Most ancient peoples believed that only emptiness and chaos were present before the universe came to be. The Greeks claimed that at first Darkness was the mother of all things, and from Darkness sprang Chaos. Darkness and Chaos then spawned the rest of creation. The Hebrew creation myths say that the earth was chaotic and void before God showered it with light and formed its features. (The Hebrew phrase is tohu v’bohu. Robert Graves linked these tohu to Tehomot, a primal Semitic dragon that was present at the birth of the universe and whose body became the sky and earth. Bohu was linked to Behomot, the famed Behemoth monster of Hebrew legend.) The older Hindu tradition tells of a creator who churns the butter of chaos into the earth, and the Norse myth tells a tale of an open void that gets covered with ice, and from the chaos caused by the mingling of fire and ice was born the primal Giant. Emptiness and disorder were the primeval, natural state of the cosmos, and there was always a nagging fear that at the end of time, disorder and void would reign once more. Zero represented that void.

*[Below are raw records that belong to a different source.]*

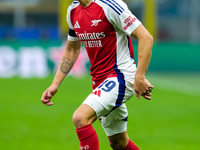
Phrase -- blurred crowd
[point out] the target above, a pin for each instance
(39, 19)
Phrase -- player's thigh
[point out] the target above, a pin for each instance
(109, 95)
(115, 122)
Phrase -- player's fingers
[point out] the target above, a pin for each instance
(147, 97)
(45, 100)
(137, 95)
(48, 103)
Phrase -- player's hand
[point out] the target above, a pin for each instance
(142, 87)
(48, 94)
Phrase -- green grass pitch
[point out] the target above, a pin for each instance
(170, 121)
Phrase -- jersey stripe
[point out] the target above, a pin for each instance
(128, 38)
(75, 1)
(113, 6)
(118, 4)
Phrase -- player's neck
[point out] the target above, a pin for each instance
(85, 3)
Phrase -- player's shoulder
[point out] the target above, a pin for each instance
(73, 5)
(118, 6)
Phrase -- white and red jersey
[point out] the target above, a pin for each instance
(104, 28)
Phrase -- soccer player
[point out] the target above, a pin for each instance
(105, 27)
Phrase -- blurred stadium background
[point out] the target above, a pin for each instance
(32, 38)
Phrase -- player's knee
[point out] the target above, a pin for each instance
(117, 145)
(79, 120)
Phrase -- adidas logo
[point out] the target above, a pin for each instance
(77, 25)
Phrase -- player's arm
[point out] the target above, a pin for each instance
(67, 61)
(145, 42)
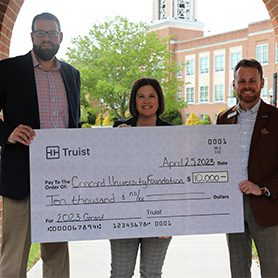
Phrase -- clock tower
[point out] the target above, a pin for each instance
(176, 18)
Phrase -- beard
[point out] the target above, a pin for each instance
(248, 98)
(46, 54)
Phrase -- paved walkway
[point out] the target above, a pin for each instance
(202, 256)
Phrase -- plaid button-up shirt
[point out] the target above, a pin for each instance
(52, 96)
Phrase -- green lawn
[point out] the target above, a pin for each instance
(34, 255)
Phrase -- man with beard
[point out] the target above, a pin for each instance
(258, 124)
(36, 91)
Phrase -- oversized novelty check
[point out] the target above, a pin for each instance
(104, 183)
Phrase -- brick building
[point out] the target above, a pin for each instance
(208, 61)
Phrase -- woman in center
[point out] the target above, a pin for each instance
(146, 104)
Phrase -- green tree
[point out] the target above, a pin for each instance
(116, 53)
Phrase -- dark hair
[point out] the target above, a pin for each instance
(45, 16)
(136, 86)
(249, 63)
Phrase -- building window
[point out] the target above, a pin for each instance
(235, 57)
(183, 9)
(204, 65)
(189, 95)
(262, 53)
(219, 62)
(179, 73)
(162, 9)
(189, 68)
(276, 54)
(219, 92)
(203, 94)
(264, 91)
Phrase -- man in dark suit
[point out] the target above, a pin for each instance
(259, 160)
(36, 91)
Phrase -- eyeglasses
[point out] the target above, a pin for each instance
(42, 34)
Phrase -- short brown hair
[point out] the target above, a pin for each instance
(249, 63)
(136, 86)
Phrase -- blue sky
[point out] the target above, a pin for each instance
(77, 19)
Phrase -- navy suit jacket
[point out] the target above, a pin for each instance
(18, 100)
(263, 161)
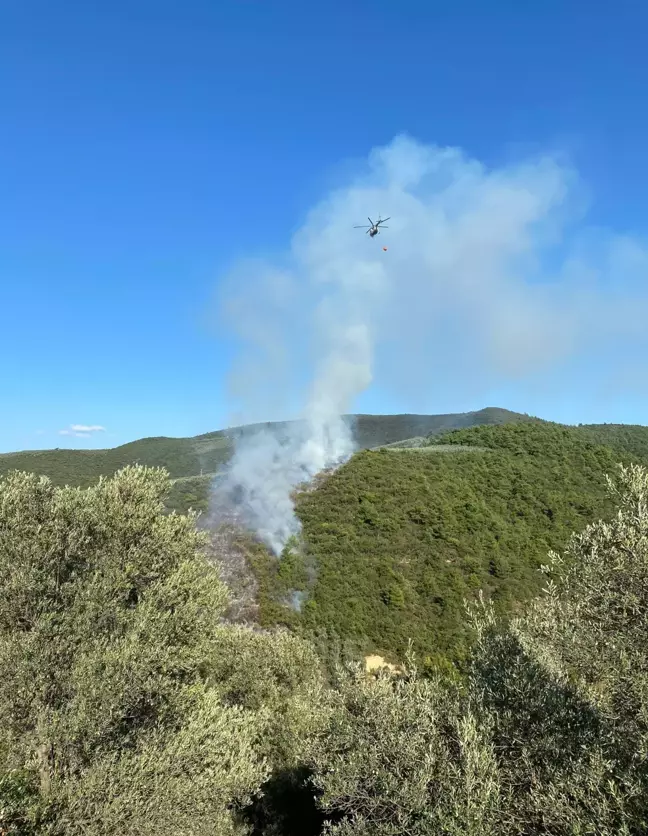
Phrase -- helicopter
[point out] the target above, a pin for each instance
(373, 229)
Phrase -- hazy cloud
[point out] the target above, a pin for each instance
(82, 430)
(491, 275)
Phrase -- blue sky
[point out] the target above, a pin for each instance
(147, 147)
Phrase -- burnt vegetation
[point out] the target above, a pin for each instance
(160, 677)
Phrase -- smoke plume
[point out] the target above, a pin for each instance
(490, 276)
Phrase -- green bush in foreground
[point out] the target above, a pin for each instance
(128, 707)
(549, 734)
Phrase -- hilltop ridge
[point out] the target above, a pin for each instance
(206, 453)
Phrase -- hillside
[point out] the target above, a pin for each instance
(189, 457)
(399, 538)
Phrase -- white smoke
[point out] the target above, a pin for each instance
(489, 276)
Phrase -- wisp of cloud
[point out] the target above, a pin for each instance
(489, 276)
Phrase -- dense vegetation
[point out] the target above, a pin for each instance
(127, 705)
(189, 457)
(396, 539)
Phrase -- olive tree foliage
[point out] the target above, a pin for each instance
(548, 735)
(403, 756)
(109, 620)
(567, 684)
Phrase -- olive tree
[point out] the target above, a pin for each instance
(567, 683)
(110, 617)
(548, 735)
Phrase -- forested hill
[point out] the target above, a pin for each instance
(188, 457)
(400, 537)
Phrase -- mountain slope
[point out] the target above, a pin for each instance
(399, 539)
(185, 457)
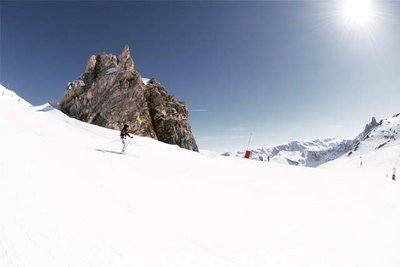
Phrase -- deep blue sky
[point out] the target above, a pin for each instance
(282, 70)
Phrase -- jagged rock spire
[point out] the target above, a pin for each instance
(111, 93)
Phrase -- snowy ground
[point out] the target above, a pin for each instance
(67, 198)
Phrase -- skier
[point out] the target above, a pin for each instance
(138, 121)
(124, 133)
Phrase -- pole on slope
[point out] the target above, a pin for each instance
(394, 174)
(248, 152)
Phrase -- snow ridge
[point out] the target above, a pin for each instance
(302, 153)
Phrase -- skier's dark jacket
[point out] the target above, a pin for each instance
(124, 133)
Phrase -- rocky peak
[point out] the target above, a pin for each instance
(126, 59)
(111, 93)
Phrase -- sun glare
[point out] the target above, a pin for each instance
(358, 11)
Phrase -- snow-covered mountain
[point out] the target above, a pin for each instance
(301, 153)
(308, 153)
(68, 198)
(375, 146)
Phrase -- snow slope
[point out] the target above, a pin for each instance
(301, 153)
(67, 198)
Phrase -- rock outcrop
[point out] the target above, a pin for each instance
(111, 93)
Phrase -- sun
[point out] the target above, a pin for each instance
(359, 12)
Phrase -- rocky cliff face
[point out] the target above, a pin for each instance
(111, 93)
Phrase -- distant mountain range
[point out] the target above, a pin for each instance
(310, 153)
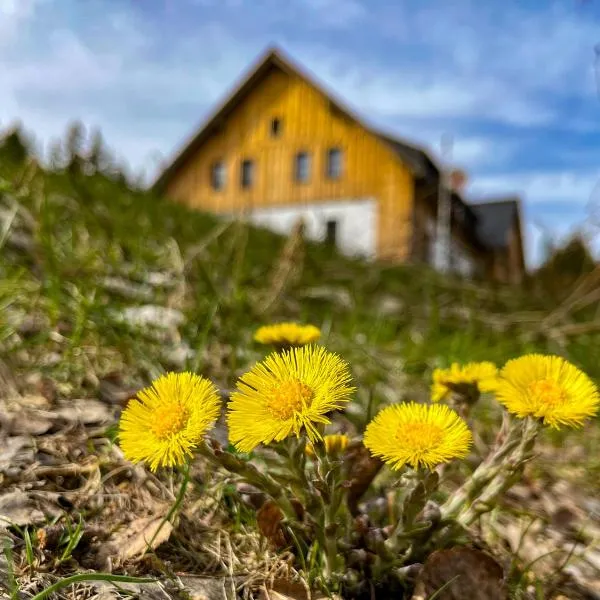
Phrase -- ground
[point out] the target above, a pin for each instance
(103, 287)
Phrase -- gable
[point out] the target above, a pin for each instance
(259, 93)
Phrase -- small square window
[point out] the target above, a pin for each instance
(217, 175)
(331, 232)
(247, 173)
(302, 166)
(334, 163)
(276, 127)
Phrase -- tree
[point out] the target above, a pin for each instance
(98, 156)
(15, 145)
(74, 146)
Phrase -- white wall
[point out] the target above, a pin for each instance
(356, 222)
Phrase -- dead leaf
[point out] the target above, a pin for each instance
(285, 589)
(15, 453)
(361, 469)
(465, 573)
(133, 541)
(268, 519)
(208, 588)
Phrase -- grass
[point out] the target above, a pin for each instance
(80, 252)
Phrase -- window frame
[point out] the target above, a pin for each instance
(247, 183)
(297, 166)
(275, 127)
(220, 163)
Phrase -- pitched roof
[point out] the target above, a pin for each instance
(495, 219)
(413, 156)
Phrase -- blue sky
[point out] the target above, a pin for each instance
(515, 83)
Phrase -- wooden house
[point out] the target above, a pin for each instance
(280, 147)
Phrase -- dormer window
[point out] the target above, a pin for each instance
(276, 127)
(217, 175)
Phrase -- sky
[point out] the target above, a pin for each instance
(516, 84)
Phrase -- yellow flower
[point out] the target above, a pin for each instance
(168, 419)
(334, 444)
(287, 334)
(285, 393)
(483, 375)
(548, 388)
(420, 435)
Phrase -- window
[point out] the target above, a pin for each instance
(330, 232)
(334, 163)
(275, 127)
(302, 166)
(217, 175)
(247, 173)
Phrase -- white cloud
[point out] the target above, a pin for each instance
(335, 13)
(579, 188)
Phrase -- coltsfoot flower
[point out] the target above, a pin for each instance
(291, 334)
(168, 419)
(420, 435)
(482, 375)
(286, 393)
(548, 388)
(334, 444)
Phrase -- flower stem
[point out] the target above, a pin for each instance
(496, 473)
(175, 507)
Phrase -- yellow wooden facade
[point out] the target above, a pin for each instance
(309, 122)
(400, 178)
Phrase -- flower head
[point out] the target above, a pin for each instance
(420, 435)
(334, 444)
(168, 419)
(548, 388)
(481, 376)
(291, 334)
(285, 393)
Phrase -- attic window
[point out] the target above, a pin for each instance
(302, 167)
(247, 174)
(217, 175)
(334, 163)
(275, 127)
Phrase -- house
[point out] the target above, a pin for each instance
(280, 147)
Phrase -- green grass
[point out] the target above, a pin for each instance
(79, 250)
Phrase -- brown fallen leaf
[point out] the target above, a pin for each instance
(17, 508)
(463, 573)
(133, 541)
(285, 589)
(361, 468)
(15, 453)
(85, 410)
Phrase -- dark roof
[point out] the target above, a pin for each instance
(495, 219)
(418, 160)
(414, 157)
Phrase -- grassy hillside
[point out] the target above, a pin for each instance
(103, 287)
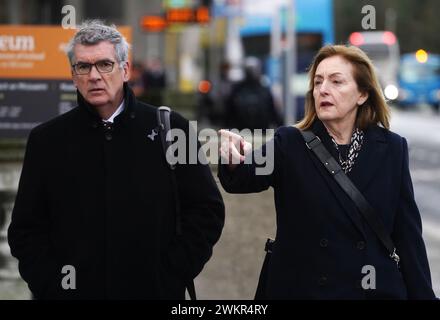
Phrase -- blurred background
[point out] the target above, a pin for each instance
(225, 63)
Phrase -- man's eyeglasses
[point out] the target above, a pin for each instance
(104, 66)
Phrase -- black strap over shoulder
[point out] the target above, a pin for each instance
(370, 215)
(164, 126)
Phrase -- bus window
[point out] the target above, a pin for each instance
(383, 49)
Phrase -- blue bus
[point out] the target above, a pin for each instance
(314, 29)
(419, 80)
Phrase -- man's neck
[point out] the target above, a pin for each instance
(110, 113)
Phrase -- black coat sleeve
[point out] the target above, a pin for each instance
(408, 239)
(28, 233)
(202, 212)
(255, 175)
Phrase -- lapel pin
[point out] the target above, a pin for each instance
(152, 135)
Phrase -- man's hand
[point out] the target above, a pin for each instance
(233, 148)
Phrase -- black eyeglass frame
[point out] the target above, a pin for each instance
(90, 66)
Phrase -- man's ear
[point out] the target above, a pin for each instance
(74, 79)
(126, 71)
(362, 98)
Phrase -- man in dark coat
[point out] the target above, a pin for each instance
(96, 200)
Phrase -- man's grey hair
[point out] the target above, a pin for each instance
(95, 31)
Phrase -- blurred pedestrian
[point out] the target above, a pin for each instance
(348, 224)
(154, 80)
(250, 103)
(96, 193)
(136, 82)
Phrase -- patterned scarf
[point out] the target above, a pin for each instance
(355, 146)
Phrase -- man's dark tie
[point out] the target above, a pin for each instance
(107, 125)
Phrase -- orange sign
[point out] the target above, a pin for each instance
(153, 23)
(37, 52)
(175, 15)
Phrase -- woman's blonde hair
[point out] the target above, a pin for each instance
(374, 110)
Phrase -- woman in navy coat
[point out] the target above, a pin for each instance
(324, 248)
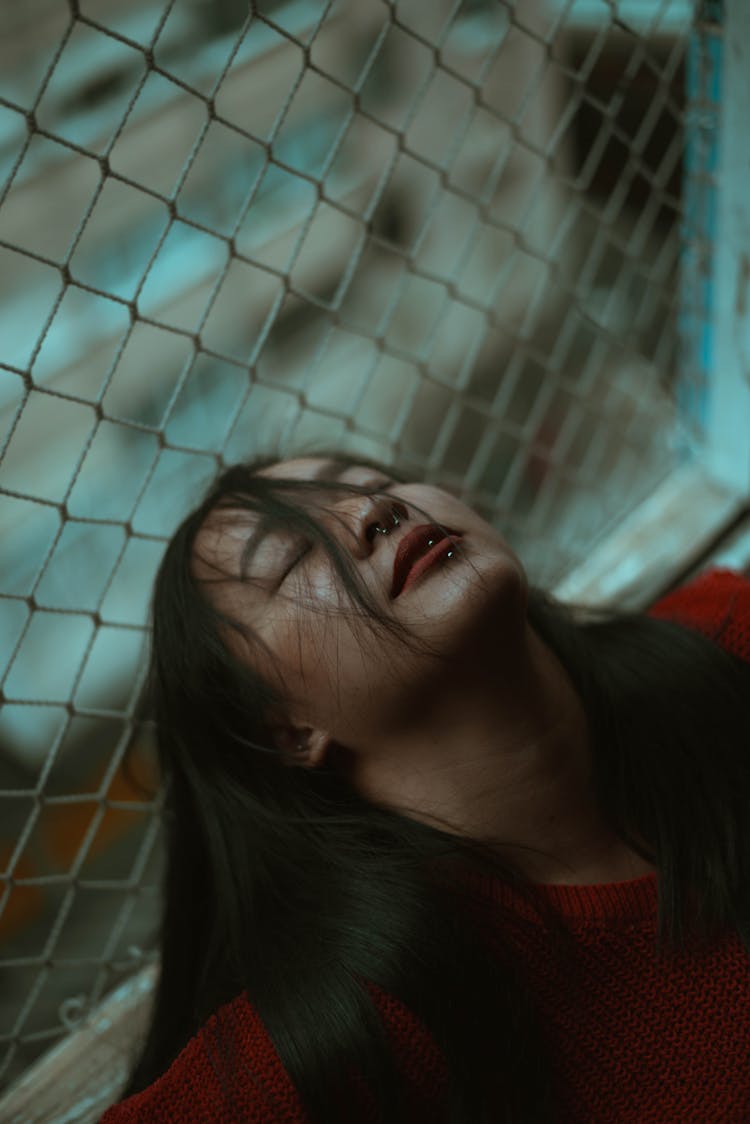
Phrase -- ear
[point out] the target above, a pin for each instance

But the fear of zero went deeper than unease about the void. To the ancients, zero’s mathematical properties were inexplicable, as shrouded in mystery as the birth of the universe. This is because zero is different from the other numbers. Unlike the other digits in the Babylonian system, zero never was allowed to stand alone—for good reason. A lone zero always misbehaves. At the very least it does not behave the way other numbers do.
Add a number to itself and it changes. One and one is not one—it’s two. Two and two is four. But zero and zero is zero. This violates a basic principle of numbers called the axiom of Archimedes, which says that if you add something to itself enough times, it will exceed any other number in magnitude. (The axiom of Archimedes was phrased in terms of areas; a number was viewed as the difference of two unequal areas.) Zero refuses to get bigger. It also refuses to make any other number bigger. Add two and zero and you get two; it is as if you never bothered to add the numbers in the first place. The same thing happens with subtraction. Take zero away from two and you get two. Zero has no substance. Yet this substanceless number threatens to undermine the simplest operations in mathematics, like multiplication and division.
In the realm of numbers, multiplication is a stretch—literally. Imagine that the number line is a rubber band with tick marks on it (Figure 4). Multiplying by two can be thought of as stretching out the rubber band by a factor of two: the tick mark that was at one is now at two; the tick mark that was at three is now at six. Likewise, multiplying by one-half is like relaxing the rubber band a bit: the tick mark at two is now at one, and the tick mark at three winds up at one and a half. But what happens when you multiply by zero?
Figure 4: The multiplication rubber band
Anything times zero is zero, so all the tick marks are at zero.
The rubber band has broken. The whole number line has collapsed.
Unfortunately, there is no way to get around this unpleasant fact. Zero times anything must be zero; it’s a property of our number system. For everyday numbers to make sense, they have to have something called the distributive property, which is best seen through an example. Imagine that a toy store sells balls in groups of two and blocks in groups of three. The neighboring toy store sells a combination pack with two balls and three blocks in it. One bag of balls and one bag of blocks is the same thing as one combination package from the neighboring store. To be consistent, buying seven bags of balls and seven bags of blocks from one toy store has to be the same thing as buying seven combination packs from the neighboring shop. This is the distributive property. Mathematically speaking, we say that 7 × 2 + 7 × 3 = 7 x (2 + 3). Everything comes out right.